Expression level of VEGFR-1 in CCRCC associated with tumor grade. (A) Representative immunoblotting of VEGFR-1. Expression level of VEGFR-1 in paired tissues of normal tissue (N) and tumor tissue (T), including low and high grades, were analyzed with immunoblotting. β-actin served as a protein loading control. (B) Relative expression of VEGFR-1 in non-tumor and tumor tissues. (mean ± SEM, n = 6). (C) Relative expression of VEGFR-1 in low and high grade tumor tissues. (mean ± SEM, n = 6).
By immunohistochemistry, VEGFR-1 was positive in 56.9% of cases with a low (1+2) Fuhrman nuclear grade and in 33.3% of cases with a high (3+4) Fuhrman nuclear grade, which was statistically significant (p = 0.009). Furthermore, VEGFR-1 was positive in 49.6% of cases without renal pelvis invasion and in 11.1% of cases with renal pelvis invasion. This difference in VEGFR-1 expression was statistically significant (p = 0.036). With respect to the rhabdoid component, VEGFR-1 positivity was seen in 49.1% of cases without the rhabdoid feature and in 20% of cases with the rhabdoid feature, but the difference was not significant. Although VEGFR-1 expression seems to be higher in cases without the sarcomatoid feature, tumor necrosis, perirenal fat, renal sinus fat, and vascular invasion, and is lower in cases with cystic change, these differences were not statistically significant. Moreover, 50% of cases with pathologic T stage 1 were VEGFR-1 positive, as were 38.9% of cases with pathologic T stage 2–4 cases, which was not significant. VEGFR-1 was expressed in 50.6% of cases with TNM stage I and in 38.5% of cases with TNM stages II-IV. VEGFR-1 expression seemed to be higher in low TNM stage tumors compared to high TNM stage tumors, although this was not a statistically significant finding (Table 2).
Table 2.
Correlation of VEGFR-1 expression and clinicopathological parameters of clear cell renal cell carcinoma (CCRCC)

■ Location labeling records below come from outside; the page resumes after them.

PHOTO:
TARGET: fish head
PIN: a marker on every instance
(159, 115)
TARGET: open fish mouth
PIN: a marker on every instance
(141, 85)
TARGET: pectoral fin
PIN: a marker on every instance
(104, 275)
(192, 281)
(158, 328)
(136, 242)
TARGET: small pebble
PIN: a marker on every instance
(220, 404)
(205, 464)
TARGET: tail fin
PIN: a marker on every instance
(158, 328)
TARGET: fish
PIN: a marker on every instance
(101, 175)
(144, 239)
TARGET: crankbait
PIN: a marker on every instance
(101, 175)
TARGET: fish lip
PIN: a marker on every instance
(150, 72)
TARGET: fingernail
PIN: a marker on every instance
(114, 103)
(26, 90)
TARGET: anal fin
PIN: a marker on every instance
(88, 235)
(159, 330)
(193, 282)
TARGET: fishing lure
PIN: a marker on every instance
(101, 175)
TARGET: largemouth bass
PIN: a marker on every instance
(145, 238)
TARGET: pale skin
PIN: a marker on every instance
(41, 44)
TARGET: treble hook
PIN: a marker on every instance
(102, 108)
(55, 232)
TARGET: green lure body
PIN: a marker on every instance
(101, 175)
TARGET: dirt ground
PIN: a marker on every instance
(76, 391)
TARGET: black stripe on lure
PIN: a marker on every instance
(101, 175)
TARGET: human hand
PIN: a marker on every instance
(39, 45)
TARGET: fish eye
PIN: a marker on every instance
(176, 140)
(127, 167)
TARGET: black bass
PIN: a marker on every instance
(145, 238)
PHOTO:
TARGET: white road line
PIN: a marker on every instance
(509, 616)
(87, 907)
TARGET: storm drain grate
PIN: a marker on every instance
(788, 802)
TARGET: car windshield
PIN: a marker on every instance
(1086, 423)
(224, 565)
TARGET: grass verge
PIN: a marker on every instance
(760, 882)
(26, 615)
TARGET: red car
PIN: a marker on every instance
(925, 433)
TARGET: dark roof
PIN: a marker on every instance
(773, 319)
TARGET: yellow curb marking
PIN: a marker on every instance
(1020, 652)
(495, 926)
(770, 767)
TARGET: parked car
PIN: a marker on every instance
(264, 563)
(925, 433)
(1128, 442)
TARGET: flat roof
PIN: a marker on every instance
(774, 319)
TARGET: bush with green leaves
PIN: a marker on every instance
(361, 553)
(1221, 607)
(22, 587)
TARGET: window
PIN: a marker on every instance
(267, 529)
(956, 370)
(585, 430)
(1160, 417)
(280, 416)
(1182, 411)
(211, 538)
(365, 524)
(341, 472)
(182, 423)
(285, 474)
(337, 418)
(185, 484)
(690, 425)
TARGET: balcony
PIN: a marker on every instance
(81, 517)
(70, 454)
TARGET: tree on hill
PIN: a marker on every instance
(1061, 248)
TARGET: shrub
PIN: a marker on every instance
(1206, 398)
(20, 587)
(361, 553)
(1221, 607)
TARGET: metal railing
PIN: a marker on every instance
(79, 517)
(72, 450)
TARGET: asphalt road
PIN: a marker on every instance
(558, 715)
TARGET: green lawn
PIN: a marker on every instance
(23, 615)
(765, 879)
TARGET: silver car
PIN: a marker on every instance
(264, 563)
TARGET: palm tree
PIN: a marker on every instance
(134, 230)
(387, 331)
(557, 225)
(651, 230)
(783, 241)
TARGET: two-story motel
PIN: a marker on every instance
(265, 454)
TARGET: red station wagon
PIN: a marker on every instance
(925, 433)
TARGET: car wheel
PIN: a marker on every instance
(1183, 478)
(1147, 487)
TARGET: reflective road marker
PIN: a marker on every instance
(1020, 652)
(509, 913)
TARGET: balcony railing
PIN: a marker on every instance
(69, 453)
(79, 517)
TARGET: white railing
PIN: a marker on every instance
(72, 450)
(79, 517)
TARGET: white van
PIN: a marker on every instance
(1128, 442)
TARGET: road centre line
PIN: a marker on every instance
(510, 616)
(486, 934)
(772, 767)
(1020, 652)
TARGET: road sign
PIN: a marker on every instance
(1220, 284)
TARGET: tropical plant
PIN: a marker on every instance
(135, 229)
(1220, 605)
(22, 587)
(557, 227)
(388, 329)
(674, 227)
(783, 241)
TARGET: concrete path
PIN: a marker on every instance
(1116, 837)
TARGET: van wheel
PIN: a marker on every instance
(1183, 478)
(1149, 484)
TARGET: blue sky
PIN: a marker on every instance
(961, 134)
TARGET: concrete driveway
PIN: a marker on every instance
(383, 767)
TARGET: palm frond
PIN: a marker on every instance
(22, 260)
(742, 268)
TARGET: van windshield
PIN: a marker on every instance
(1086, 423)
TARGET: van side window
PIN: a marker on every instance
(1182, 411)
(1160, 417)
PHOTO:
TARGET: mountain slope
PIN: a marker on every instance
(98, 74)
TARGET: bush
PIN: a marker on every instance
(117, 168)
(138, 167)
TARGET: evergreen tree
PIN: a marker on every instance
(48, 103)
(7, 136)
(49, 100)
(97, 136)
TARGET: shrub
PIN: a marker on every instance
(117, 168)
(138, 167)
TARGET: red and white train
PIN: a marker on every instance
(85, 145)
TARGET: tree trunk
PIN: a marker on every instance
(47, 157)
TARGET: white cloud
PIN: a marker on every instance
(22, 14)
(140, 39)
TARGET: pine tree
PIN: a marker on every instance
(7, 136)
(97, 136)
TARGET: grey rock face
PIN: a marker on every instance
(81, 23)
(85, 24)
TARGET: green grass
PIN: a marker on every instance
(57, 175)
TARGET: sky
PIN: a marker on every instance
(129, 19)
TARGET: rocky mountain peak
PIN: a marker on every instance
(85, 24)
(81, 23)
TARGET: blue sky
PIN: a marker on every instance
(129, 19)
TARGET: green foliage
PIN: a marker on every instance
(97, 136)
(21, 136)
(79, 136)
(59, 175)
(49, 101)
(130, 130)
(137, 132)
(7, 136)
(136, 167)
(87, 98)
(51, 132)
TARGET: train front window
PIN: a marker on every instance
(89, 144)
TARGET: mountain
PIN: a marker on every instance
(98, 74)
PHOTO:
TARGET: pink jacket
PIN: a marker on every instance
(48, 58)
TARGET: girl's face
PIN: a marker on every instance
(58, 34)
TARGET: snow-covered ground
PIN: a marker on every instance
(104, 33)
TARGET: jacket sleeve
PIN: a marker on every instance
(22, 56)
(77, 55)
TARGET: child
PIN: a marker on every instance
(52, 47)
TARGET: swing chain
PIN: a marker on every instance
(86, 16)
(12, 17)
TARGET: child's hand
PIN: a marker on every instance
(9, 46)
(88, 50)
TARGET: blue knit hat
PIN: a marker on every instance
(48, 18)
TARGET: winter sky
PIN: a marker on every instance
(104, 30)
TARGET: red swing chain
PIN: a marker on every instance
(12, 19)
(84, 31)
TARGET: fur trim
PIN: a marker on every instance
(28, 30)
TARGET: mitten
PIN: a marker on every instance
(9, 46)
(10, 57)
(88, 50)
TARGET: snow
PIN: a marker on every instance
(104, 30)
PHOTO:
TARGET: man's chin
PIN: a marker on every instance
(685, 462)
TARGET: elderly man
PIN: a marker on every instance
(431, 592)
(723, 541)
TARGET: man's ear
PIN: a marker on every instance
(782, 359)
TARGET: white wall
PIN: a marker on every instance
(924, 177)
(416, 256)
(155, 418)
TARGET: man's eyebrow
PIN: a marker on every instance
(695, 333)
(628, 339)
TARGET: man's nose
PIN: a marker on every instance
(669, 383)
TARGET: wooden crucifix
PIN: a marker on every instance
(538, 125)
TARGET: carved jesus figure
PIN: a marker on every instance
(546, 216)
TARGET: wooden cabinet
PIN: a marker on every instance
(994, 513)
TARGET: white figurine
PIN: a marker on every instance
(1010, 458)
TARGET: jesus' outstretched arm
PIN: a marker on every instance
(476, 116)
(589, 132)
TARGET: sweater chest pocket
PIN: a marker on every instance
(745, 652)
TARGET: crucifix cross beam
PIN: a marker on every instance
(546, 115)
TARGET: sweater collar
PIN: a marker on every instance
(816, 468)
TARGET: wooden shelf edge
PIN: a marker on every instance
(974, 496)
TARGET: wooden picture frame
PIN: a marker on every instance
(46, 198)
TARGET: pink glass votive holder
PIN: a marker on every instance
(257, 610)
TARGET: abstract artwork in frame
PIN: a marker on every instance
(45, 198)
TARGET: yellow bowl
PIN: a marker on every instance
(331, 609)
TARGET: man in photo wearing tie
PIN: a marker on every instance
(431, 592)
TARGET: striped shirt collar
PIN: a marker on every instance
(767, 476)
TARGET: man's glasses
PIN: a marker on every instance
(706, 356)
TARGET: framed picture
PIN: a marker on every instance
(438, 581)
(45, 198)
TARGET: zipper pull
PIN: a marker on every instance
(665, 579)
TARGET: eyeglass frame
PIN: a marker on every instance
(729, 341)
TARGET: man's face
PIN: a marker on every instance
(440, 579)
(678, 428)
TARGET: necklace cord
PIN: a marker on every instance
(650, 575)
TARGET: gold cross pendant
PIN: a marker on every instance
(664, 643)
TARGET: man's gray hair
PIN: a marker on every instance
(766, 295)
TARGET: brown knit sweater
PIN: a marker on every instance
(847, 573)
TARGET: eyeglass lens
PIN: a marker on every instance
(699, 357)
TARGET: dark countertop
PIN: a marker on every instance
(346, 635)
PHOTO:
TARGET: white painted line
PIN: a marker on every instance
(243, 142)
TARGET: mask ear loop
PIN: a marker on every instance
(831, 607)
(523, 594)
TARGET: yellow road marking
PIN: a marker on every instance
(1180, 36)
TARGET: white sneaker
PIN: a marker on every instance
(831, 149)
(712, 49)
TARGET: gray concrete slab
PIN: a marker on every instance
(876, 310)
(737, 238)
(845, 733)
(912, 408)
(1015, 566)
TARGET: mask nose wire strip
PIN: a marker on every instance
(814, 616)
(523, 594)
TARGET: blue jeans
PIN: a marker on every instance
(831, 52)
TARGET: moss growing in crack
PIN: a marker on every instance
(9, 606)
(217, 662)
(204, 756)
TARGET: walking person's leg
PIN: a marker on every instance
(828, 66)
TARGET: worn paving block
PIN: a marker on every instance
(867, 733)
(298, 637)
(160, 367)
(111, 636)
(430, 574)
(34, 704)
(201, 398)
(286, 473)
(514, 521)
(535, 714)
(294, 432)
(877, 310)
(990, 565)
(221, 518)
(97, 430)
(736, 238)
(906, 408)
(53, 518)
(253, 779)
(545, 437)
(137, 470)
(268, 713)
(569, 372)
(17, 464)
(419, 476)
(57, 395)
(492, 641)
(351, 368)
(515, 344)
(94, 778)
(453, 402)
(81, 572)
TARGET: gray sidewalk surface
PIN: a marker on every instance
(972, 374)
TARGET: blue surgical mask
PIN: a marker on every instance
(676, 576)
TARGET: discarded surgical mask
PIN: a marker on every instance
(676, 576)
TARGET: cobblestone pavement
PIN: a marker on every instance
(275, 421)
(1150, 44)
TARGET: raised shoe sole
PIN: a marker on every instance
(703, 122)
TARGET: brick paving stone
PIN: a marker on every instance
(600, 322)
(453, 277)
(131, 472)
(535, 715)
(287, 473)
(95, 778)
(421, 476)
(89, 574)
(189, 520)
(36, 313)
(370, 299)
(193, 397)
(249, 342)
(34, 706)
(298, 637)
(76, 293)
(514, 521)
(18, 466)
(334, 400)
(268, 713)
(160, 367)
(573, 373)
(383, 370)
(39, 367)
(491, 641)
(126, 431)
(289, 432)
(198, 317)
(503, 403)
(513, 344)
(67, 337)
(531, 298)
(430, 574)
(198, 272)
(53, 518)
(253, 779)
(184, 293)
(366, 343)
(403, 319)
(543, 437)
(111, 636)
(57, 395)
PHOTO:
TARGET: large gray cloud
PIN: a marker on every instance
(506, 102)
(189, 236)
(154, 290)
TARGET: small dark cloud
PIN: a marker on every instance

| Parameters | VEGFR-1 expression
|
p-value | |
|---|---|---|---|
| No. of positive cases (%) | No. of negative cases (%) | ||
| Sarcomatoid feature | |||
| Absent | 57 (47.5) | 63 (52.5) | 0.402 |
| Present | 2 (33.3) | 4 (66.7) | |
| Tumor necrosis | |||
| Absent | 49 (49.0) | 51 (51.0) | 0.337 |
| Present | 10 (38.5) | 16 (61.5) | |
| Rhabdoid feature | |||
| Absent | 57 (49.1) | 59 (50.9) | 0.072 |
| Present | 2 (20.0) | 8 (80.0) | |
| Fuhrman nuclear grade | |||
| Low (1+2) | 41 (56.9) | 31 (43.1) | 0.009 |
| High (3+4) | 18 (33.3) | 36 (66.7) | |
| Perirenal fat invasion | |||
| Absent | 53 (48.2) | 57 (51.8) | 0.424 |
| Present | 6 (37.5) | 10 (62.5) | |
| Renal pelvis invasion | |||
| Absent | 58 (49.6) | 59 (50.4) | 0.036 |
| Present | 1 (11.1) | 8 (88.9) | |
| Vascular invasion | |||
| Absent | 53 (47.3) | 59 (52.7) | 0.752 |
| Present | 6 (42.9) | 8 (57.1) | |
| Renal sinus fat invasion | |||
| Absent | 57 (47.1) | 64 (52.9) | 0.560 |
| Present | 2 (40.0) | 3 (60.0) | |
| Cystic change | |||
| Present | 18 (52.9) | 16 (47.1) | 0.403 |
| Absent | 41 (44.6) | 51 (55.4) | |
| Pathologic T stage | |||
| 1 | 45 (50.0) | 45 (50.0) | 0.176 |
| 2–4 | 14 (38.9) | 22 (61.1) | |
| TNM stage | |||
| I | 44 (50.6) | 43 (49.4) | 0.143 |
| II–IV | 15 (38.5) | 24 (61.5) | |
χ2 test.
The mean staining score of each group was also compared in IHC assays. A statistically significant difference was observed between the mean staining scores of low and high Fuhrman nuclear grades (2.63 ± 2.18 vs. 1.56 ± 2.04) (p=0.006). For renal pelvis invasion, the mean staining score was 2.26 ± 2.20 in cases without renal pelvis invasion and 0.89 ± 1.45 in cases with renal pelvis invasion, but the difference was not significant. Although the mean staining score of VEGFR-1 seems to be higher in cases without the sarcomatoid or rhabdoid features, tumor necrosis, perirenal fat, renal sinus fat, and vascular invasion, and lower in cases with cystic change, the differences were not statistically significant. With respect to pathologic T stage, the mean staining score was 2.36 ± 2.18 in cases of stage 1 and 1.69 ± 2.12 in cases of stages 2–4. Although higher VEGFR-1 expression was correlated with a lower pathologic T stage, this was not significant. Furthermore, the mean staining score of VEGFR-1 was 2.38 ± 2.21 and 1.69 ± 2.07 in cases of TNM stage I and TNM stages II–IV, respectively. The difference was not statistically significant (Table 3). However, there was no significant difference of survival and recurrence rate between VEGFR-1 positive and negative groups (p=0.180 and p=0.372, respectively).
Table 3.
Correlation of mean staining score of VEGFR-1 expression and the clinicopathological parameters of clear cell renal cell carcinoma (CCRCC)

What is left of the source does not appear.